The optimal anti-HBV therapy in patients with HIV coinfection is not known. Several approved anti-HIV agents have anti-HBV activity, including lamivudine, tenofovir, and emtricitabine. The use of one or more agents in the treatment of HIV infection has important implications for control of HBV infection and vice versa. The use of lamivudine as HIV therapy in a patient with unrecognized HBV infection could limit future HBV treatment choices because of the development of lamivudine-resistant HBV. Likewise, the treatment of HBV infection with lamivudine or tenofovir alone in a co-infected patient will lead to HIV resistance to these agents and thereby compromise future anti-HIV treatment options. Both hepatologists and HIV treatment providers need to be aware of the potential impact of nucleos/tide analogue choices in the management of both HBV and HIV infections.

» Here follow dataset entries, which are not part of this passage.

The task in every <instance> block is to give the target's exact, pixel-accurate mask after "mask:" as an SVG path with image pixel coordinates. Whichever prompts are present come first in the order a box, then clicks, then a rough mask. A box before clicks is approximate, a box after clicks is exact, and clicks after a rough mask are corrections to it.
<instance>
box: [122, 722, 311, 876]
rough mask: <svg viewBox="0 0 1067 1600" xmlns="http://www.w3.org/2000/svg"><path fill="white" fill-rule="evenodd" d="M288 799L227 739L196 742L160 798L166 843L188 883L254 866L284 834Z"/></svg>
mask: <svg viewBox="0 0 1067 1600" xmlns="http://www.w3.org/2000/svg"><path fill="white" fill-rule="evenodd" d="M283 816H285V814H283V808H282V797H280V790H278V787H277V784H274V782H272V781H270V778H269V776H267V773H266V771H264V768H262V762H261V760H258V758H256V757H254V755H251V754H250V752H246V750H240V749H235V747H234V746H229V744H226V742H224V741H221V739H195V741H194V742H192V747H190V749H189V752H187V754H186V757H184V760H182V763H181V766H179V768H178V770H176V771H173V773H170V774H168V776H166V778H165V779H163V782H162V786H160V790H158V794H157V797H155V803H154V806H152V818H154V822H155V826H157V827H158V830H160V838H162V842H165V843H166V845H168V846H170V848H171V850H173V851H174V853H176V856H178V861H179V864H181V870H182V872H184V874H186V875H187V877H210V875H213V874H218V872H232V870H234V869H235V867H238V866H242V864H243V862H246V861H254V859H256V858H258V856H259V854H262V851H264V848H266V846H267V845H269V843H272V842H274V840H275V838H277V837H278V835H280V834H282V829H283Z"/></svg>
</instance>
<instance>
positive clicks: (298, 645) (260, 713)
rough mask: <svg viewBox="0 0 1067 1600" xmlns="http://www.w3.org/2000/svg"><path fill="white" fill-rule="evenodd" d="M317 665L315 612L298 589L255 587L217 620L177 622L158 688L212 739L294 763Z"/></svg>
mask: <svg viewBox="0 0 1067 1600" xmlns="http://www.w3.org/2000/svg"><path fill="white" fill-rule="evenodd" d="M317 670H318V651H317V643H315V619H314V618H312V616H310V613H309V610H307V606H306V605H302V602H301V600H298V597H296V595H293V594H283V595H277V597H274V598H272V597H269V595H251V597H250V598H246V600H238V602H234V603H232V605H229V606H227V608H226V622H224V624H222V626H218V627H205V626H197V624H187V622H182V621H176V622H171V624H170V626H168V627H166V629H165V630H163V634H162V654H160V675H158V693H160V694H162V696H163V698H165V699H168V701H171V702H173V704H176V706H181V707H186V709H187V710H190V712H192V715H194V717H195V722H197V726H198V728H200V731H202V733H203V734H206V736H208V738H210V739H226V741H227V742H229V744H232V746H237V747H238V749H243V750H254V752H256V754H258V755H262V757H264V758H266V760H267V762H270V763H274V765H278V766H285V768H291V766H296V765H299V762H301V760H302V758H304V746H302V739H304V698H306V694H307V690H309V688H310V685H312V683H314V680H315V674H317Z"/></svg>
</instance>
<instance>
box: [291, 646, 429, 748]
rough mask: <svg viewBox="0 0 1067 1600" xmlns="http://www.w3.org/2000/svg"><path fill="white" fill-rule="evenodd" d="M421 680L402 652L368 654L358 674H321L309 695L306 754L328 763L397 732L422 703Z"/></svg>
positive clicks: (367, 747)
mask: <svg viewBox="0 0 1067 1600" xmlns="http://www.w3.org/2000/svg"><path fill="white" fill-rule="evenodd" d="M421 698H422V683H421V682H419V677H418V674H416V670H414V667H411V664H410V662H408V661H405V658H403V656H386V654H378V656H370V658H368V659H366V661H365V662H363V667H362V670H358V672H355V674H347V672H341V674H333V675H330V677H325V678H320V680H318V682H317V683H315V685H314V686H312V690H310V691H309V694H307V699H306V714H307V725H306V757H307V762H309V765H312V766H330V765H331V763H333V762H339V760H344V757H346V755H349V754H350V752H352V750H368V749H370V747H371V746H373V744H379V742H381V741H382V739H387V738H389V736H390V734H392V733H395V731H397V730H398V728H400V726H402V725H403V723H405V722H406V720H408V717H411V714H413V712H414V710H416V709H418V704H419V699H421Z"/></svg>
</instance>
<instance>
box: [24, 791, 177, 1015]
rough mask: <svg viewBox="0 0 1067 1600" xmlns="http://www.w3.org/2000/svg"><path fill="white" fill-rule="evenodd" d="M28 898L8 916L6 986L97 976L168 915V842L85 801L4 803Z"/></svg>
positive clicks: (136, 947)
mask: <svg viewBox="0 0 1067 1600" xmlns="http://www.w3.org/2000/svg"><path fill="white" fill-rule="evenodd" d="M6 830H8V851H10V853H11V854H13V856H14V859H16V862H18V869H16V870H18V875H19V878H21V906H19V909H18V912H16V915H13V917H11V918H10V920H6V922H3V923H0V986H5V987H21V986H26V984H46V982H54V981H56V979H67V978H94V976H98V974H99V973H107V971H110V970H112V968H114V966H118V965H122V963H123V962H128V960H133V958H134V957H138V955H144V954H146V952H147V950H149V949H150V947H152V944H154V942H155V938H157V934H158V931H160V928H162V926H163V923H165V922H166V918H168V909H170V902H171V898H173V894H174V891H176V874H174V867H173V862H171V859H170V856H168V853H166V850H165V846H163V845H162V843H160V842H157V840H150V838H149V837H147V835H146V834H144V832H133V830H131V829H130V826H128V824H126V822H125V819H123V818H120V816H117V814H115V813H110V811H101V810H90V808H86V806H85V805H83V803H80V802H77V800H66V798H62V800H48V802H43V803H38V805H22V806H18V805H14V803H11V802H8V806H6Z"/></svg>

Our limited experience indicates patients with HIV-HBV coinfection can successfully undergo liver transplantation without progression of viral disease, even in the setting of lamivudine resistance. Combination therapy using nucleos/tide analogues plus HBIG was highly effective in the prevention of HBV recurrence post-transplantation. These results add to the evidence of excellent short and longer-term outcomes of HBV-HIV coinfected transplant recipients.8, 9, 28
In summary, we have found the HIV-HBV coinfected individuals referred for liver transplantation had a high prevalence of lamivudine-resistant HBV infection and that use of drugs to suppress HBV replication in these patients (i.e. adefovir and tenofovir) was associated with improved survival. This emphasizes the importance of control of HBV replication in the setting of decompensated liver disease. The availability of an increasing number of drugs with both HIV and HBV activity (e.g. lamivudine, tenofovir, emtricitibine) increases both the opportunities to use drug combinations to control HBV infection pre and post-transplantation, but also may lead to the emergence of multidrug resistant HBV in the future. Ongoing close monitoring of HBV replication status in HBV-HIV coinfected patients will be essential in identifying the emergence of drug-resistant HBV and in making therapeutic decisions to minimize the risk of liver-related complications.